Besides supplementing his career by taking night classes and earning a two-year degree in horticulture and turfgrass management from Harper College in Palatine, Ill., Fernandez absorbed all he could from superintendents in that area, such as Williams,
brothers Peter and Paul Voykin and Tommy Witt, CGCS. “I got to learn from them about growing grass,” Fernandez says, “and if I had a penny for every time he (Williams) saved my butt, I would be a billionaire.”
Witt, a 42-year association member who was GCSAA president in 2001, had Fernandez on his staff only for a short time, but his effort made an impact. “He did what he had to do for his family — put them above jobs or places he might have wanted
to go, put them and others first. He’s a giving guy,” Witt says.

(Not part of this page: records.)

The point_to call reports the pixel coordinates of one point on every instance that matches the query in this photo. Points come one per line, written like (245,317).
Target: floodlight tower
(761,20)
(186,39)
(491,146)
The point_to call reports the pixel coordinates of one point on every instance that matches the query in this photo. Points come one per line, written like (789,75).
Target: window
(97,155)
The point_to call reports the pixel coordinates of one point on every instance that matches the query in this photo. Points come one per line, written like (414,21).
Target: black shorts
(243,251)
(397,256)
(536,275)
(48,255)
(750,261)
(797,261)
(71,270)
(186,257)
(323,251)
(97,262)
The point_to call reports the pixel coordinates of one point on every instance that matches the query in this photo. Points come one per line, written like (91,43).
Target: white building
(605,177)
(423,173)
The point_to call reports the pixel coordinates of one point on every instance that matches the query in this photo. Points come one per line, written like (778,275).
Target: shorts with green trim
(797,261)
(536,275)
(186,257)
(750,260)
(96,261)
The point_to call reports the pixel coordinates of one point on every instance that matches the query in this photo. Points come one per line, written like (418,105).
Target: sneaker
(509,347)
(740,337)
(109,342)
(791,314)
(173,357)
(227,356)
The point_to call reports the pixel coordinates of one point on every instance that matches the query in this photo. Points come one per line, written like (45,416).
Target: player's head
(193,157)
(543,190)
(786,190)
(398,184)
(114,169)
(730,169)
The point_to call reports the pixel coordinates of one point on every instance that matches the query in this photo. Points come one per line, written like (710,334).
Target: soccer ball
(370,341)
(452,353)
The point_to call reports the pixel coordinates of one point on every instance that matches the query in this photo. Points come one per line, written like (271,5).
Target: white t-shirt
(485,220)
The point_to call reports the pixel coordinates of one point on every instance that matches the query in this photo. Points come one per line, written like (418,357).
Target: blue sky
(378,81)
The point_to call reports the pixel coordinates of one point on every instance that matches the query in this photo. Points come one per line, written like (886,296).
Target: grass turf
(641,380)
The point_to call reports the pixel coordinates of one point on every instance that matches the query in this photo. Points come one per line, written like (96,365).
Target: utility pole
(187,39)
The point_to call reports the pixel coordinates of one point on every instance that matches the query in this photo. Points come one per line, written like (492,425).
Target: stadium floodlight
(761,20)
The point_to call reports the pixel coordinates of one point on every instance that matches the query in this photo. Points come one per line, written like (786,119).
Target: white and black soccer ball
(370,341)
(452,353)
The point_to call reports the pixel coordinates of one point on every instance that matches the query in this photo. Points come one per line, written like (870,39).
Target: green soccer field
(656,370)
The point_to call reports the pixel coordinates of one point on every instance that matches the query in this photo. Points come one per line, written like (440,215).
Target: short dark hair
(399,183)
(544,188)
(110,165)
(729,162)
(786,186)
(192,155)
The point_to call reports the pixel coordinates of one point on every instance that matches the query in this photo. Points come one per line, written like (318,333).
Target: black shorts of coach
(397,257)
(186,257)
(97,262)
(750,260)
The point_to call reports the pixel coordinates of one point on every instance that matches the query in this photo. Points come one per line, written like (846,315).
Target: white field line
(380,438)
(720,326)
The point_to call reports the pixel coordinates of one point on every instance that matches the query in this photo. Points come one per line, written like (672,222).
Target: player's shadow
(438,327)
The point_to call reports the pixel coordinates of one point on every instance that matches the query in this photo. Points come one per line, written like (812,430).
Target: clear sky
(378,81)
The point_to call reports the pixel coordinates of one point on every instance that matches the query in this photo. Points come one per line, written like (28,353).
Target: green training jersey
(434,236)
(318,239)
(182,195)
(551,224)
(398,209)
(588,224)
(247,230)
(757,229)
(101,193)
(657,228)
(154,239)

He’s a stand-up father, too. “Dad took the time to teach me and my brother (Fernando Jr.) baseball and how to throw correctly,” says Hector, “and he taught us what it takes to succeed. Both me and Fernando (Jr.) graduated from
college. They (parents) took out loans to help pay for it. They provided for us.”
After retiring last October, Fernando Fernandez and his wife moved to Forney, Texas. The adjustment, mentioned by Hector, hasn’t been easy. “When spring comes, an internal clock of 50 years says it’s time to go back to the golf course,”
Fernando Fernandez says. “I’ve been doing some things — side jobs, working on fences. There are some golf courses around here. Maybe I can find something there and teach some people what I learned, maybe do some mechanics or change
cups.”
Time marches on. The Fernandez family has moved forward without their son Andres, who passed away in 2016 at 30. Their memories of him never fade. The family takes the day off on his birthday in his honor. “Hector and Fernando (Jr.) are better people
because of him. They’re more patient and understanding. So is my wife and me. I don’t think we did anything for him that most people wouldn’t have done. We did what we had to do for him. My son had no choice,” Fernando Fernandez
says.
And maybe, just maybe, in time the father will come to see that his golf life really did have value according to those who knew him best. If anything, Fernando Fernandez took his best shot at it. “I’m proud of what I’ve done. I loved
what I did, sticking with it. I didn’t do it to get a medal,” he says.